2- Do they need filtration? - It would be preferred. Use a sponge filter or a very small HOB filter with a prefilter.
3- What kind of food? - Shrimp are opportunistic feeders and will eat almost anything. Feed them sinking fish food. 
4- Are they compatible with snails? I would want a mix of snails and shrimp, and maybe even some other compatible inverts. - Adult snails and shrimp will not likely hurt each other, but you will not get babies for either. Baby shrimp are awesome.


----------



## iheartfish:) (Jan 19, 2011)

okay, no shrimp for me  thanks, though! I think I'd rather dedicate my resources at this time to multies.


----------



## emc7 (Jul 23, 2005)

How are your multies doing? Mine are finally beginning to produce. After waiting forever to get 2 fry, there is now a larger number of a smaller size.


----------



## bmlbytes (Aug 1, 2009)

iheartfish:) said:


> okay, no shrimp for me  thanks, though! I think I'd rather dedicate my resources at this time to multies.

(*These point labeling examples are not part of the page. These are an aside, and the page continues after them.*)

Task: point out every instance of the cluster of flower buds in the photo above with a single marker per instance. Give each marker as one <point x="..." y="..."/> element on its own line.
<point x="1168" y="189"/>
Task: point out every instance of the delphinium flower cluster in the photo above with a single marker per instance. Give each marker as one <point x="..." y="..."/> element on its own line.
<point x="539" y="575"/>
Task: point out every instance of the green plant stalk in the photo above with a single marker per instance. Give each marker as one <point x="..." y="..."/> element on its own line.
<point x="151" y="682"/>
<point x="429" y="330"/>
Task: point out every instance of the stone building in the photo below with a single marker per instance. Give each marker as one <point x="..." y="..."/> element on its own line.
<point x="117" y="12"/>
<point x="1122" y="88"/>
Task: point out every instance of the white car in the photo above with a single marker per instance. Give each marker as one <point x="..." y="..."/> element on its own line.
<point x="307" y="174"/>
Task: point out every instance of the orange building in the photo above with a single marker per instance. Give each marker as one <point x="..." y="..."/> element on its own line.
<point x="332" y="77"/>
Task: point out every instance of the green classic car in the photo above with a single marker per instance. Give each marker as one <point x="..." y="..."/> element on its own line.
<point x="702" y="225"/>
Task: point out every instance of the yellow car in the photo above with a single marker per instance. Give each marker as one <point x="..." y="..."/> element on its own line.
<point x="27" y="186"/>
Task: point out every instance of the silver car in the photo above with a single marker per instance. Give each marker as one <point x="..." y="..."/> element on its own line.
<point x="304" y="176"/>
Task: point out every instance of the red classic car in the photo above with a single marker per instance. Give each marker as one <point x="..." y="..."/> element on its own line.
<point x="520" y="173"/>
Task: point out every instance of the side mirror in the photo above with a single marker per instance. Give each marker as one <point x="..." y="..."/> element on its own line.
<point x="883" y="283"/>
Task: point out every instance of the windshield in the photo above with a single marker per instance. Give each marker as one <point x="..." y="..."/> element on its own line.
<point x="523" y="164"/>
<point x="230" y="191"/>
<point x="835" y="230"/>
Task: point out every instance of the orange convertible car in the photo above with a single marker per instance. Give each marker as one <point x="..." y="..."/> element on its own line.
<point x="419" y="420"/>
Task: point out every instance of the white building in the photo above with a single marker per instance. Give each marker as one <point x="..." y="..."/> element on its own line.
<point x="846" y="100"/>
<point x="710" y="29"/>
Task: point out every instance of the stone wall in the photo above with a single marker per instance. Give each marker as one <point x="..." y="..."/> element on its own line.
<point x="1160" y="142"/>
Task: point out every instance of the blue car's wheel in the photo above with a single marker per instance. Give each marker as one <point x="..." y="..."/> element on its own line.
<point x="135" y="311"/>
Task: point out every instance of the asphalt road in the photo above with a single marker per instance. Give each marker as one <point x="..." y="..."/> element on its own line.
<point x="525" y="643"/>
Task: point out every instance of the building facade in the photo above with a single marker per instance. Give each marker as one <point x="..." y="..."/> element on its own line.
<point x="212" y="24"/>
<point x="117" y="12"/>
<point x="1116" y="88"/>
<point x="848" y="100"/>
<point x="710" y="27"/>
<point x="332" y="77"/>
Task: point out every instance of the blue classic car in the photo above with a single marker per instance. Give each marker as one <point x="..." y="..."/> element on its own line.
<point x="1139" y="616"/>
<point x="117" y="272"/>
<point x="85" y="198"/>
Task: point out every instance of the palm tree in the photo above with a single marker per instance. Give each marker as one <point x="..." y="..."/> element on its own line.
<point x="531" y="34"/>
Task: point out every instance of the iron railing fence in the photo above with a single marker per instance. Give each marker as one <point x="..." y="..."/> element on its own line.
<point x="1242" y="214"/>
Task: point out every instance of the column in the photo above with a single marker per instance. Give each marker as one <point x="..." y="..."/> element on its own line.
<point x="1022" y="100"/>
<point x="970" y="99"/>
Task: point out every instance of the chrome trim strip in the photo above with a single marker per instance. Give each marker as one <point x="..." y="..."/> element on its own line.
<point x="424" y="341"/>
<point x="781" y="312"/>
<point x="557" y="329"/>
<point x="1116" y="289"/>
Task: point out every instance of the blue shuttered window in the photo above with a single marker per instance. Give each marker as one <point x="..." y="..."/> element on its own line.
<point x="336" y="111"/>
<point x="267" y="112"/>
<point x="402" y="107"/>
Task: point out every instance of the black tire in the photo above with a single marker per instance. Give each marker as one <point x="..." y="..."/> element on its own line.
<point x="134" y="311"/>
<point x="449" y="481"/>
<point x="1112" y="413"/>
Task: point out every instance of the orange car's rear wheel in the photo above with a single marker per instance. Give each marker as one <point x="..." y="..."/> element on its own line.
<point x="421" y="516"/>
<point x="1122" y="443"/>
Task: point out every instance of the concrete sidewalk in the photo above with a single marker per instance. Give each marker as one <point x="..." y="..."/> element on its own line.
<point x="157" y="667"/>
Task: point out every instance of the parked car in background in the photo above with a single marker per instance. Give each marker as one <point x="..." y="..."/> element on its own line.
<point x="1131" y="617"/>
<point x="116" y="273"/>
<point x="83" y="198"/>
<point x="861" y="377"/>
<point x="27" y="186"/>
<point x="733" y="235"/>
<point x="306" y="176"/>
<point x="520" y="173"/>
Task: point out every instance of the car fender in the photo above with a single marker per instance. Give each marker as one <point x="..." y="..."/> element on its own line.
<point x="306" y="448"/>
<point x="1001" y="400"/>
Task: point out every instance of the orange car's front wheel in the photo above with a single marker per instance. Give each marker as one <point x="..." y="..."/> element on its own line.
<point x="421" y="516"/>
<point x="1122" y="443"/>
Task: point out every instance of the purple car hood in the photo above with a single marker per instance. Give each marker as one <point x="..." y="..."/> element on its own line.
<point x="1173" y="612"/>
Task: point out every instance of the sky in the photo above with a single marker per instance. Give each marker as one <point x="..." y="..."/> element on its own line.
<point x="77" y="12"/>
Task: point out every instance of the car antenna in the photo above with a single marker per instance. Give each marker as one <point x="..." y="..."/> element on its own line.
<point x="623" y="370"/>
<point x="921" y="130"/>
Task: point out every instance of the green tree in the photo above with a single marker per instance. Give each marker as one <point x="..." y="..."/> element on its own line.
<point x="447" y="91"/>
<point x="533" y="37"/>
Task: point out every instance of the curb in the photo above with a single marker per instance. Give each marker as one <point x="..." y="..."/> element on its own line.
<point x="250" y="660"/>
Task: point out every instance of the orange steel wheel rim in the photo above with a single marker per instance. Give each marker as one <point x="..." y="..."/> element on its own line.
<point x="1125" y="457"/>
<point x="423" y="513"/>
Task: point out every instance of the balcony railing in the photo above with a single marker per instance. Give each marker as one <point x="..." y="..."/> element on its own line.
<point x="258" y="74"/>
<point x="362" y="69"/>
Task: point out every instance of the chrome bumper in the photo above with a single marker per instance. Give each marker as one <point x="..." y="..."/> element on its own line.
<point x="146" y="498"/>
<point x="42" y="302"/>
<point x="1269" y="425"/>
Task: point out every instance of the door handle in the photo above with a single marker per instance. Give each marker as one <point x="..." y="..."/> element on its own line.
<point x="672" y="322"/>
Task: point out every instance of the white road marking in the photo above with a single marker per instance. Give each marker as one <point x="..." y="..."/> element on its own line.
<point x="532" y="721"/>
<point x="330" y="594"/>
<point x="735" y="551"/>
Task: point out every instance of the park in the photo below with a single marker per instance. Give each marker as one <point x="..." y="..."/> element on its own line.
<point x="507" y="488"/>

Really? After you set up the tank originally, shrimp are probably some of the easiest pets to take care of.


----------



## iheartfish:) (Jan 19, 2011)

Ooops, sorry, I don't have them yet. If all goes well, and I mean IF, then I should be getting some around december 2nd. Again, IF  lol, but everything has been approved by the boss (mom ) so I will get some. Just yesterday I did some aquascaping, too.

Congratulations on the fry!!!!

Oh, and can I keep a shrimp or two with the multies? Just thought it would be nice.


----------



## lohachata (Jan 27, 2006)

the wife is now keeping scrimps...
here is a pic on how she has them....
big plastic pretzel jugs...also a couple of big square animal cracker jugs.....
oh yeah...tha's one of my guppy breeding tubs behind the jugs..


----------



## ZebraDanio12 (Jun 17, 2011)

Loha, is that outside? What plants are those? Post pics of your guppies sometime!


----------